Конечно не слышал, подумала я, вцепившись пальцами в перила и чувствуя, как по спине ползёт холодок. Конечно не слышал, потому что Альберт Эйнштейн родится лет через пятьдесят, и я только что, с блеском, с размахом, с истинно саратовской удалью, сослалась на учёного, который ещё не существует.
— Он малоизвестен, — выдавила я. — Очень… узкий круг.
Эдвин кивнул снова, и на этот раз в его взгляде я прочитала уважение. Тихое, сдержанное, настоящее уважение к девушке, которая изучает физику в свободное время и читает труды малоизвестных учёных из узкого круга.
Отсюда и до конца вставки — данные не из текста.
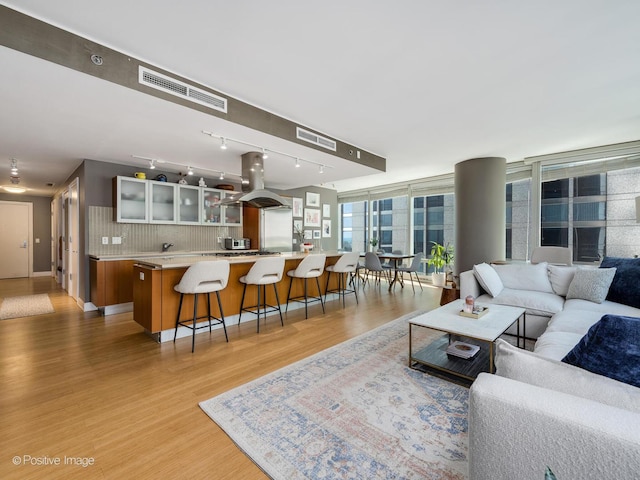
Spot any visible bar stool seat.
[324,252,360,308]
[287,253,327,318]
[173,260,229,353]
[238,257,284,333]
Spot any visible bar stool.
[173,260,229,353]
[238,257,284,333]
[324,252,360,308]
[286,253,327,318]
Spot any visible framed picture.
[291,197,302,217]
[304,208,320,227]
[307,192,320,206]
[322,220,331,238]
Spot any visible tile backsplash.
[88,206,242,255]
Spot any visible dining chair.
[398,252,424,293]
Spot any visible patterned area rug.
[0,293,55,320]
[200,312,468,480]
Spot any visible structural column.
[454,157,507,274]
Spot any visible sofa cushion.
[493,288,564,317]
[567,268,616,303]
[473,263,504,297]
[496,339,640,413]
[562,315,640,387]
[547,265,578,297]
[492,262,553,297]
[600,257,640,308]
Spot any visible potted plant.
[427,242,453,287]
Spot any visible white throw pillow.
[496,339,640,413]
[547,265,578,297]
[473,263,504,297]
[567,268,616,303]
[492,262,553,296]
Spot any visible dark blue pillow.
[562,315,640,387]
[600,257,640,308]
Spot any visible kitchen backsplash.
[88,206,242,255]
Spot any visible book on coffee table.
[447,341,480,359]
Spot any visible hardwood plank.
[0,277,440,479]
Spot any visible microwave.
[224,238,251,250]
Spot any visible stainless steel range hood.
[220,152,291,208]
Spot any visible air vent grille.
[296,127,337,152]
[138,66,227,113]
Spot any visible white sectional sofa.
[460,260,640,480]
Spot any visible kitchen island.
[133,251,350,342]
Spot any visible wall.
[0,193,51,273]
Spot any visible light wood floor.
[0,278,440,479]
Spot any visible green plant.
[427,242,453,273]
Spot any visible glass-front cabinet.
[115,177,149,223]
[149,181,176,223]
[202,188,224,225]
[178,185,201,224]
[114,177,242,226]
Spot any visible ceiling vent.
[138,66,227,113]
[296,127,337,152]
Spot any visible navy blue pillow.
[600,257,640,308]
[562,315,640,387]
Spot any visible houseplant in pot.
[427,242,453,287]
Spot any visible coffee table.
[409,300,526,381]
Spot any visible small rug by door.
[0,293,55,320]
[200,312,468,480]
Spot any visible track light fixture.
[202,130,334,173]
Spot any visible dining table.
[378,253,415,291]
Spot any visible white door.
[0,201,33,278]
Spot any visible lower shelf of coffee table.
[411,334,489,381]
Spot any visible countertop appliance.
[224,238,251,250]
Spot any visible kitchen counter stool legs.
[238,257,284,333]
[173,260,229,353]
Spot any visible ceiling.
[0,0,640,195]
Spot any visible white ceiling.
[0,0,640,194]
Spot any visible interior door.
[0,201,33,278]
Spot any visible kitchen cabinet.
[113,177,242,226]
[113,177,149,223]
[148,181,176,223]
[89,259,133,307]
[178,185,202,225]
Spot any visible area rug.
[0,293,55,320]
[200,312,468,480]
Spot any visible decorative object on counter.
[427,242,453,287]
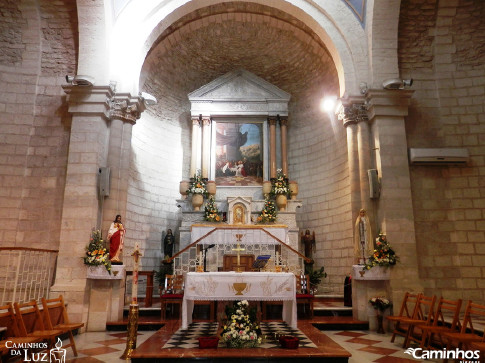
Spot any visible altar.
[182,272,297,329]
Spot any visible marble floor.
[55,320,429,363]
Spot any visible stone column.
[190,116,202,178]
[279,116,288,177]
[51,86,144,329]
[202,116,211,179]
[268,116,276,178]
[366,90,423,304]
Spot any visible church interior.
[0,0,485,363]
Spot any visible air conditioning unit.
[409,148,470,165]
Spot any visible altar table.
[182,272,297,329]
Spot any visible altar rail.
[0,247,59,305]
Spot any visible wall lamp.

Господи. Если бы он только знал.
— Спокойной ночи, Элизабет, — сказал он, и голос его стал мягче, и имя прозвучало не так, как обычно, не сухо и официально, а чуть медленнее и чуть теплее.
— Спокойной ночи, дядюшка Эдвин, — ответила я.
Он развернулся и пошёл по коридору, и я смотрела ему в спину, на чуть ссутуленные плечи, на затылок, на тёмные волосы, и стояла на своей третьей ступеньке, вцепившись в перила, и не двигалась, пока его шаги не стихли и дверь кабинета не закрылась.
Потом я медленно выдохнула всей грудью.
Физика. Эйнштейн. Узкий круг. Ложись спать, Лиззи. Просто ложись спать.